The governor’s latest set of restrictions avoids another shutdown of casinos, the state’s bread-and-butter industry, which is still reeling from the pandemic. In September, visitor volume to Las Vegas was down 51 percent compared with one year ago, according to data from the Las Vegas Convention and Visitors Authority. Gross casino gaming revenue, meanwhile, fell 30 percent in Clark County and 39 percent on the Las Vegas Strip during that same period.
The governor also addressed schools without specifically announcing any restrictions forcing them to close. The new capacity limits do not apply to schools.
“Let’s be honest: Our casinos, hotels, restaurants, and bars are open with strict restrictions so that we can protect our economy,” he said. “Meanwhile, the majority of our school buildings across our state are closed and our kids are suffering as a result. Our education system and our economy are not mutually exclusive — they are tied together.”
But even before Sisolak’s announcement on Sunday, school districts in Clark and Washoe counties made moves in response to the rising coronavirus cases. Clark County Superintendent Jesus Jara announced that remote learning and staff telecommuting would continue through the end of the first semester. The Clark County School Board is expected to revisit a transition plan to in-person learning in early January.
Up north, the Washoe County School District — which began the school year with operating models featuring in-person learning — appears on a path back to virtual instruction. Washoe County Superintendent Kristen McNeill is recommending the district move to distance education starting Dec. 7 and lasting until Jan. 19. The Washoe County School Board will consider that action during a meeting on Tuesday.
Sisolak declined to say whether the Washoe County School Board should heed McNeill’s recommendation and shift students to remote learning.

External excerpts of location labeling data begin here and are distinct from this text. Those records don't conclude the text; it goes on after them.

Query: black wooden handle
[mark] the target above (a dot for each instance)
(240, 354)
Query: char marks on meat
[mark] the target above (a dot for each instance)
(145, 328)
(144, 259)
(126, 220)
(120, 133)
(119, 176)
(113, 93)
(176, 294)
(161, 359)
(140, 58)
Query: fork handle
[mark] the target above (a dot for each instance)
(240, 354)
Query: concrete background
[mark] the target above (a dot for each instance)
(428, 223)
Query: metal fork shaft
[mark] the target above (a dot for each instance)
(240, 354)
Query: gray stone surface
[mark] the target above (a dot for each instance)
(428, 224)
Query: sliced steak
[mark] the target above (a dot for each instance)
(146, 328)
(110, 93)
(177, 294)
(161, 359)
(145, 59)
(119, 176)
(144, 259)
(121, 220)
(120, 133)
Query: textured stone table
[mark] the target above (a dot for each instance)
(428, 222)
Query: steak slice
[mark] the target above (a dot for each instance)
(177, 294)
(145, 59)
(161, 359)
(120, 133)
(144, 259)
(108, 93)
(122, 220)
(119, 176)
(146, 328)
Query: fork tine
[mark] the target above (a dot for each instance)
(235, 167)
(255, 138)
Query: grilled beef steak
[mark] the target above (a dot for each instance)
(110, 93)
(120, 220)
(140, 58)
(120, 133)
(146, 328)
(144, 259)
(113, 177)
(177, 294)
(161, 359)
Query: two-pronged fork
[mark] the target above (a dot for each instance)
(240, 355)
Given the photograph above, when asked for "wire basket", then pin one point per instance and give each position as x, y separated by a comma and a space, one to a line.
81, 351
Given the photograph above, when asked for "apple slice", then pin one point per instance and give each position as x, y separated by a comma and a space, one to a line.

Instead, he said the school district should consult with state Superintendent Jhone Ebert.
But he called on the community to band together and fix the “devastating” situation by pitching in to curb the spread of COVID-19.
“Help us out. Wear the masks. Socially distance. Limit the group size gatherings,” he said. “Those are the kind of things we need to do to get our economy back going, to get our businesses back open, to protect our vulnerable and to get our kids back into classrooms where they need to be.”
This story was updated to include more information from the virtual press conference.